Alors, ne faut-il rien faire ?
Que du contraire ! Mais il faut cibler les enjeux là où on peut réellement faire la différence. Le choix de transport est influencé par plusieurs facteurs, tels que les caractéristiques individuelles de son mode de vie, le type de voyage, la performance de service perçue de chaque mode de transport et les variables de situation. Cela suggère la nécessité de segmenter les besoins en tenant compte des attitudes et des comportements de voyage. Les politiques qui visent à influer sur l'utilisation de la voiture doivent être ciblées sur les segments de marché les plus motivés à changer et désireux de réduire la fréquence d'utilisation de la voiture. On trouve davantage cette motivation dans le milieu urbain, pas en province ou dans les milieux semi-ruraux.

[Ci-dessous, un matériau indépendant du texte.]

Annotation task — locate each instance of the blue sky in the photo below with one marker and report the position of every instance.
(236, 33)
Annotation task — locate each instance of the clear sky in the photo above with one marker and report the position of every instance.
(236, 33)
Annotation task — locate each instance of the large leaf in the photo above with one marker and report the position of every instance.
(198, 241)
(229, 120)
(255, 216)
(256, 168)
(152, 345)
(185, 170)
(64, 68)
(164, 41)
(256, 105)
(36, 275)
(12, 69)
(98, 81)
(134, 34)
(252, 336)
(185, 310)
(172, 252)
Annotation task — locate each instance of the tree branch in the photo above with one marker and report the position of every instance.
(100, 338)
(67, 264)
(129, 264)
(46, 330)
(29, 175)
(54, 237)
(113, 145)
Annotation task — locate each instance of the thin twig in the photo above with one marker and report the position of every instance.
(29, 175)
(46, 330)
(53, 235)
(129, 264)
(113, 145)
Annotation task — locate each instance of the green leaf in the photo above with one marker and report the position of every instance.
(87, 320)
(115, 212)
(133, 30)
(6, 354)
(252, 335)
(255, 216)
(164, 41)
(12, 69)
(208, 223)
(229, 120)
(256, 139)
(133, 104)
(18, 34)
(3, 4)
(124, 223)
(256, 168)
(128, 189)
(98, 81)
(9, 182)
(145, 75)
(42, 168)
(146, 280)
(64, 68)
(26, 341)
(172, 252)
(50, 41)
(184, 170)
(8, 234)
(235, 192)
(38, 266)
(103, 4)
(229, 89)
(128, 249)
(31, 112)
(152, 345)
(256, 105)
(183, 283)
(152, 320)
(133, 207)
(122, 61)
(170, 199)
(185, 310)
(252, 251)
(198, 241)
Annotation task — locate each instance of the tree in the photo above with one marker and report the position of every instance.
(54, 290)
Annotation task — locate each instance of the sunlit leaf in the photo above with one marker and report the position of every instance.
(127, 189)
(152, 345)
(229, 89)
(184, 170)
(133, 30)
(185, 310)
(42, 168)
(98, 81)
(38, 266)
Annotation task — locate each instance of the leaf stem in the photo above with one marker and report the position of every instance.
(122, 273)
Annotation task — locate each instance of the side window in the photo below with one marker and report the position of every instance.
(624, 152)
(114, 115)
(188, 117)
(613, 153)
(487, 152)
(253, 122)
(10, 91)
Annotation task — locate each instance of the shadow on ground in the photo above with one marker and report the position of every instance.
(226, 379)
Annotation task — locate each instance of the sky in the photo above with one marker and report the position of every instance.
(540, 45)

Le vrai futur de la mobilité
De plus en plus d'Européens voyageront au cours des prochaines décennies. Nous ne pouvons nier cette évidence. C'est donc principalement là où il y a le plus de gain possible qu'il faut cibler la politique de mobilité. Autrement dit, du côté des villes, où des pratiques nouvelles peuvent et doivent être encouragées, comme le vélo ou le transport public fréquent et sécurisé. Le futur n'est pas l'opposition d'un mode à un autre, mais une combinaison astucieuse de tous les modes, selon le type de déplacement, son rythme et sa période (de jour ou en soirée). L'avenir de la mobilité est une solution mixée. Nous devrons conduire des stratégies de substitution, y compris par le développement de nouvelles technologies telles que les véhicules électriques et dans une moindre mesure également la poursuite du déploiement des biocarburants durables. Revoir nos pratiques de vies ne signifie pas faire table rase de notre société moderne, cela signifie conserver le meilleur et ne changer que ce qu'il y a à changer. Les grandes théories et la diabolisation de notre mode de vie n'auront aucun impact sur les problèmes que nous voulons résoudre.